Y es que la atención hacia este sector se concentra en las zonas de conflicto y los riesgos a los que el joven está expuesto y que se vislumbran cada vez mayores a consecuencia de la globalización y la diversificación de las tecnologías.

Por esta razón, al menos el discurso nos dice que “los adolescentes representan una de las máximas preocupaciones del mundo”; pero simultáneamente nos damos cuenta de que en países como el nuestro, los programas orientados a este segmento de la población sólo se concretan a reparar o corregir los problemas que se les presentan. Tan marcada es esta política institucional, que para quienes la ejercen es fácil remitir su pensamiento a los embarazos no planeados, el consumo de las drogas, la violencia y los ni-nis, apenas se les habla de los adolescentes. Es decir, no hay una estructura preventiva y más aún, de desarrollo de sus cualidades, habilidades e intereses para que en lugar de ser una complicación más se conviertan en agentes de modificación social, tan necesarios en la época que vivimos.

Esto provoca que las áreas de oportunidad que se han y se continúan generando para los jóvenes en el mundo y en nuestro país, no se aprovechen e incluso pasen inadvertidas. Afortunadamente el panorama positivo existe, sólo hace falta que avancemos como sociedad y que junto a los chicos, lo conozcamos y exploremos.

¿SIEMPRE HAN ESTADO PERDIDOS?

El concepto de la adolescencia no apareció sino hasta el proceso de industrialización que se vivió en Occidente, el cual marcó un cambio en la conformación de la vida de las personas en lo general. Las civilizaciones antiguas no entendían esta etapa como de transición y ni siquiera la ubicaban como una fase más en el desarrollo, de manera que los individuos prácticamente pasaban de la niñez a la adultez.

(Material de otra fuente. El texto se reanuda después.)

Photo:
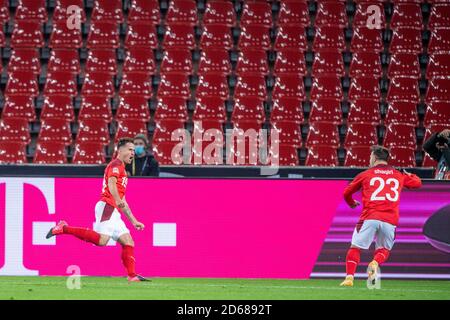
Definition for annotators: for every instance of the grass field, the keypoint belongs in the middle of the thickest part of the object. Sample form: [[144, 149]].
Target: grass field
[[19, 288]]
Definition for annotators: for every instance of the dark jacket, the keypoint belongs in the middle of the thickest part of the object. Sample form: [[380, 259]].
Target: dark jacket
[[144, 166]]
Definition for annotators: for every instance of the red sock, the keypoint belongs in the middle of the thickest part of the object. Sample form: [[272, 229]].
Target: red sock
[[352, 260], [83, 234], [381, 255], [128, 260]]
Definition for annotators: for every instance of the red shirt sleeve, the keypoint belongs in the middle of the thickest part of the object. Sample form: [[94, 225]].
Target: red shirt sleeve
[[352, 188]]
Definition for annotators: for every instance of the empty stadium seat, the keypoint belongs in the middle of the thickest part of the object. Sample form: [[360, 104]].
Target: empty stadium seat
[[12, 152], [319, 156], [50, 153], [361, 134], [58, 107], [103, 60], [169, 108], [322, 133], [212, 85], [89, 153], [19, 107], [326, 110]]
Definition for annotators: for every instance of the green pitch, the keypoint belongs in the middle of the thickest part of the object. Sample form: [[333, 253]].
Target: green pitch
[[204, 289]]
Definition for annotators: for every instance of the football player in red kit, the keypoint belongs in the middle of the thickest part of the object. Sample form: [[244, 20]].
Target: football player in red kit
[[108, 222], [381, 186]]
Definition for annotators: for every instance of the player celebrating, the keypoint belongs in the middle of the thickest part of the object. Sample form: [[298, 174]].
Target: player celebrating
[[108, 223], [381, 186]]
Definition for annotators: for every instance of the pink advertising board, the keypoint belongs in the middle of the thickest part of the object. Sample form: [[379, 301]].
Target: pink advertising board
[[194, 227]]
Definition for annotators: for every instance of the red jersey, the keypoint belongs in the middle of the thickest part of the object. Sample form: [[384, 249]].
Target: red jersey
[[115, 168], [381, 187]]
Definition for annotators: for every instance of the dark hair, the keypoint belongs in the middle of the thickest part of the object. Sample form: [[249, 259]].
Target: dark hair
[[123, 141], [380, 152]]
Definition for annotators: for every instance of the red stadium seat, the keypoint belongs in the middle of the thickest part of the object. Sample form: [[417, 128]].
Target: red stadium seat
[[358, 156], [293, 13], [27, 34], [141, 35], [12, 152], [328, 64], [100, 84], [438, 65], [404, 112], [326, 87], [15, 130], [95, 107], [406, 40], [60, 83], [407, 15], [366, 40], [405, 89], [364, 111], [250, 86], [364, 88], [64, 60], [93, 131], [290, 62], [322, 133], [212, 85], [255, 36], [103, 61], [366, 64], [179, 36], [89, 153], [360, 134], [402, 157], [104, 35], [252, 61], [65, 37], [439, 16], [329, 39], [331, 14], [288, 86], [25, 60], [144, 11], [256, 13], [403, 135], [214, 61], [216, 36], [171, 109], [19, 107], [404, 65], [22, 83], [140, 60], [219, 12], [182, 11], [31, 10], [286, 109], [248, 109], [176, 60], [210, 109], [438, 90], [108, 11], [326, 110], [58, 107], [321, 156], [133, 107], [291, 37], [438, 112], [173, 84], [50, 153], [55, 130], [136, 84]]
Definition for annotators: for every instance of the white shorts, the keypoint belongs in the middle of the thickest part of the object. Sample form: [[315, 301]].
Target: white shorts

En algunos casos, como en la Revolución Industrial europea, los chicos sólo representaban la fuerza de trabajo y eran sometidos a cargas laborales excesivas, lo cual apresuraba y forzaba su proceso de maduración, al ser introducidos al ámbito productivo por las necesidades propias de la época.

Poco después de ingresar en su segunda década de vida, era normal que esos ‘niños-adultos’ contrajeran obligaciones de trabajo, pues además sólo un porcentaje privilegiado tenía acceso a la educación institucionalizada; casi todos debían trabajar para sostenerse a sí mismos y a sus familias. Por lo tanto lo usual era que se casaran y así reforzaran su condición de sujetos con responsabilidades adquiridas.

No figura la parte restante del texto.